The minimum requirement in the application of PB is that lives are able to be ranked as either better or worse. It’s been demonstrated that any attempt to specify conditions which make life the best it could be is simply arbitrary and in practice is unfeasible. It isn’t possible to specify in advance or even as life progresses what qualifies as a good life in any objective way, let alone the best possible life. There is firstly this disagreement and uncertainty as to what constitutes as a good life, but even more importantly is that the factors that influence this cannot, to a tenable degree, be brought about or prevented through genetic manipulation.

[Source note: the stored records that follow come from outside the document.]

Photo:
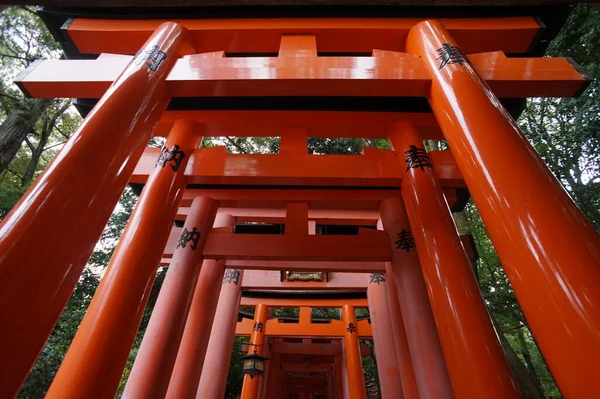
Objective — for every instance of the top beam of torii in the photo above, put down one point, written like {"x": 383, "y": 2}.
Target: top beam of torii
{"x": 190, "y": 3}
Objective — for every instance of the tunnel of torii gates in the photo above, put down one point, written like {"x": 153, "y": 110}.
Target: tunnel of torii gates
{"x": 296, "y": 230}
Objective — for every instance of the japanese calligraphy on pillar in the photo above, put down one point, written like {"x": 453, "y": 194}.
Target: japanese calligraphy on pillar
{"x": 258, "y": 326}
{"x": 173, "y": 157}
{"x": 187, "y": 236}
{"x": 405, "y": 241}
{"x": 153, "y": 57}
{"x": 417, "y": 158}
{"x": 351, "y": 328}
{"x": 231, "y": 276}
{"x": 449, "y": 54}
{"x": 377, "y": 278}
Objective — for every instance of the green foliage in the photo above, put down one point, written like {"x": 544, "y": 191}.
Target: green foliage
{"x": 566, "y": 131}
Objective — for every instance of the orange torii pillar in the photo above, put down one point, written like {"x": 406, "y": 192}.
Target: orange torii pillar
{"x": 403, "y": 356}
{"x": 473, "y": 354}
{"x": 96, "y": 359}
{"x": 213, "y": 380}
{"x": 550, "y": 252}
{"x": 257, "y": 341}
{"x": 353, "y": 359}
{"x": 154, "y": 362}
{"x": 412, "y": 302}
{"x": 194, "y": 342}
{"x": 273, "y": 388}
{"x": 55, "y": 225}
{"x": 383, "y": 337}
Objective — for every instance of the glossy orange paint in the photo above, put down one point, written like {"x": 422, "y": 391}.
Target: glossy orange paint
{"x": 85, "y": 179}
{"x": 403, "y": 359}
{"x": 248, "y": 35}
{"x": 98, "y": 354}
{"x": 277, "y": 216}
{"x": 276, "y": 198}
{"x": 386, "y": 74}
{"x": 257, "y": 279}
{"x": 304, "y": 327}
{"x": 473, "y": 354}
{"x": 220, "y": 345}
{"x": 356, "y": 248}
{"x": 155, "y": 360}
{"x": 383, "y": 337}
{"x": 418, "y": 322}
{"x": 257, "y": 338}
{"x": 353, "y": 267}
{"x": 549, "y": 250}
{"x": 374, "y": 168}
{"x": 356, "y": 381}
{"x": 267, "y": 123}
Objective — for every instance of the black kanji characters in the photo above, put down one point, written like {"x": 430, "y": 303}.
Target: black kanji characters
{"x": 405, "y": 240}
{"x": 187, "y": 236}
{"x": 417, "y": 158}
{"x": 176, "y": 155}
{"x": 449, "y": 54}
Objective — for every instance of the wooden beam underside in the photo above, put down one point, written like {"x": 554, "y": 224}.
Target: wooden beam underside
{"x": 278, "y": 215}
{"x": 369, "y": 247}
{"x": 263, "y": 123}
{"x": 376, "y": 168}
{"x": 388, "y": 74}
{"x": 271, "y": 280}
{"x": 334, "y": 329}
{"x": 260, "y": 35}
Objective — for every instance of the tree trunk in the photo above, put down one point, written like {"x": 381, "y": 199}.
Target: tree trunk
{"x": 19, "y": 122}
{"x": 526, "y": 380}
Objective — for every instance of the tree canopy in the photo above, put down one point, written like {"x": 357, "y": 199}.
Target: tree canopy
{"x": 564, "y": 131}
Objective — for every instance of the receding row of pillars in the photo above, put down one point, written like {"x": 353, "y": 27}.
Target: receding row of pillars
{"x": 549, "y": 251}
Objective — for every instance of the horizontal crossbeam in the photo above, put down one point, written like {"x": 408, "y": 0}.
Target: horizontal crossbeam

There still remains the question of what limits, if any, are set to the application of PB. The current predominant restriction to PB is that the selection of children to be considered in procreation is restricted to the possible children the parents themselves could have. This however is already under attack as medical advances suggest that the use of a third parent might be involved in providing the necessary genetic material to instil particular traits within a child. As demonstrated earlier, even if higher intelligence is held as a feasible means for facilitating the best life possible, parents are no more obligated to use this technology and to adopt a PB approach to procreation any more so than they are obligated to pay for a child’s private education. Both of these expectations are supererogatory and are equally unjustifiable as an adequate means of facilitating a ‘good life’.

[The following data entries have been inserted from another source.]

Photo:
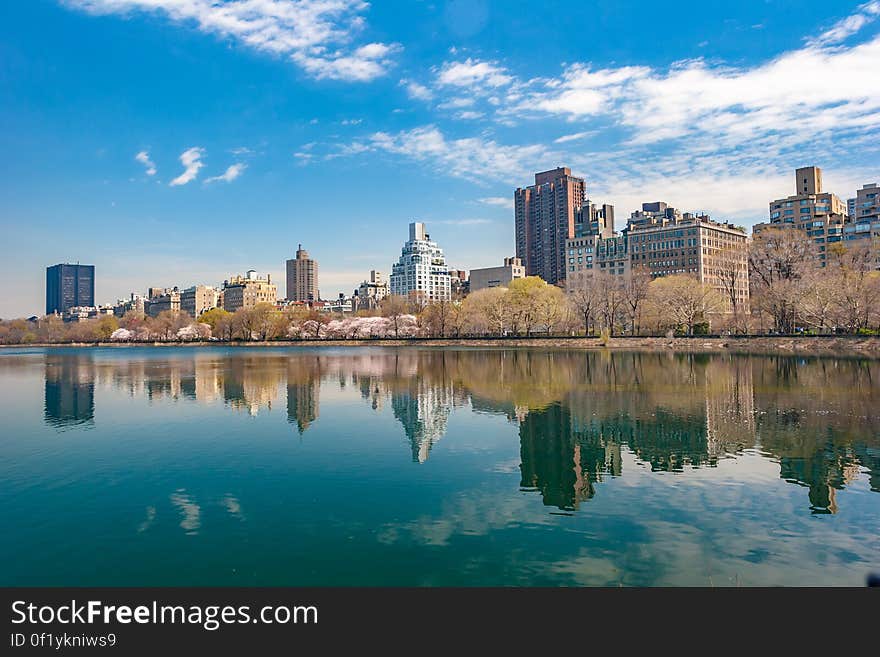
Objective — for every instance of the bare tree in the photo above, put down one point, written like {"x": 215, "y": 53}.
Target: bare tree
{"x": 635, "y": 288}
{"x": 685, "y": 299}
{"x": 731, "y": 270}
{"x": 584, "y": 298}
{"x": 394, "y": 307}
{"x": 778, "y": 260}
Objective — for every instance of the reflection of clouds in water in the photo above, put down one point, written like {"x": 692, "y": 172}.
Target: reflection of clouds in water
{"x": 506, "y": 467}
{"x": 471, "y": 513}
{"x": 233, "y": 506}
{"x": 650, "y": 531}
{"x": 148, "y": 521}
{"x": 189, "y": 509}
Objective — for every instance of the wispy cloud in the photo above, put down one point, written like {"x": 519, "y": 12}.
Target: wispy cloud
{"x": 144, "y": 158}
{"x": 845, "y": 28}
{"x": 364, "y": 64}
{"x": 315, "y": 34}
{"x": 191, "y": 159}
{"x": 476, "y": 157}
{"x": 473, "y": 72}
{"x": 231, "y": 173}
{"x": 498, "y": 201}
{"x": 416, "y": 91}
{"x": 574, "y": 137}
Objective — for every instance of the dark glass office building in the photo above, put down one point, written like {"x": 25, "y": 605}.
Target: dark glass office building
{"x": 68, "y": 286}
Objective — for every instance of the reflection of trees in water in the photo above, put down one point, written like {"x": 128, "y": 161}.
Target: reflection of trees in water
{"x": 819, "y": 418}
{"x": 561, "y": 464}
{"x": 69, "y": 391}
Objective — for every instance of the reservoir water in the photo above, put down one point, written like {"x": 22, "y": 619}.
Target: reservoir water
{"x": 419, "y": 466}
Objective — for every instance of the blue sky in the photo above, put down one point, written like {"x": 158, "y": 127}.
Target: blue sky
{"x": 171, "y": 142}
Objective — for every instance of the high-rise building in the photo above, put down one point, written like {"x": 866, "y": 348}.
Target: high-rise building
{"x": 714, "y": 252}
{"x": 824, "y": 218}
{"x": 371, "y": 292}
{"x": 247, "y": 291}
{"x": 302, "y": 277}
{"x": 420, "y": 272}
{"x": 69, "y": 286}
{"x": 481, "y": 279}
{"x": 550, "y": 212}
{"x": 866, "y": 206}
{"x": 662, "y": 241}
{"x": 170, "y": 301}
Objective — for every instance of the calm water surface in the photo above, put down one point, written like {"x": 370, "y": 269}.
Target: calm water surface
{"x": 177, "y": 466}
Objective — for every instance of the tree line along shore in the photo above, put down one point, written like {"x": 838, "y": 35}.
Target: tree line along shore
{"x": 788, "y": 294}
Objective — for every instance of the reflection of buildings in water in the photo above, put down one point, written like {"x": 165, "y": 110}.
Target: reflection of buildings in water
{"x": 302, "y": 404}
{"x": 423, "y": 410}
{"x": 818, "y": 418}
{"x": 371, "y": 391}
{"x": 560, "y": 463}
{"x": 69, "y": 391}
{"x": 303, "y": 384}
{"x": 730, "y": 406}
{"x": 824, "y": 475}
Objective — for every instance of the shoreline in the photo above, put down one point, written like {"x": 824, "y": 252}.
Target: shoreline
{"x": 865, "y": 346}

There is no compelling reason why parents should feel morally obligated to procreate children with a perceived capacity for the ‘best life’ possible as the Principle of Procreative Beneficence suggests. PB is fundamentally flawed in that it requires a disregard for supererogation and parental autonomy and is overly dependent on one particular understanding of what a ‘good life’ is which greatly limits its applicability and credibility. Even if we accept Savulescu’s definition of the ‘best life,’ it has been demonstrated that parents are given little reason to adopt PB and that there are too many arbitrary notions and a general lack of clarity that prevents any meaningful let alone practical application of such principles. Any form of implementation is dangerously eugenic in its proclamation especially given Savulescu’s acceptance of potentially increasing social inequality. Based on this, parents should not feel obligated to use continually developing technology to attempt to give rise to a child with the best possibility of the ‘best life.’ To do so is an unrealistic and impractical request of prospective parents who in turn have no moral obligation to attempt to satisfy any such principles associated with Procreative Beneficence.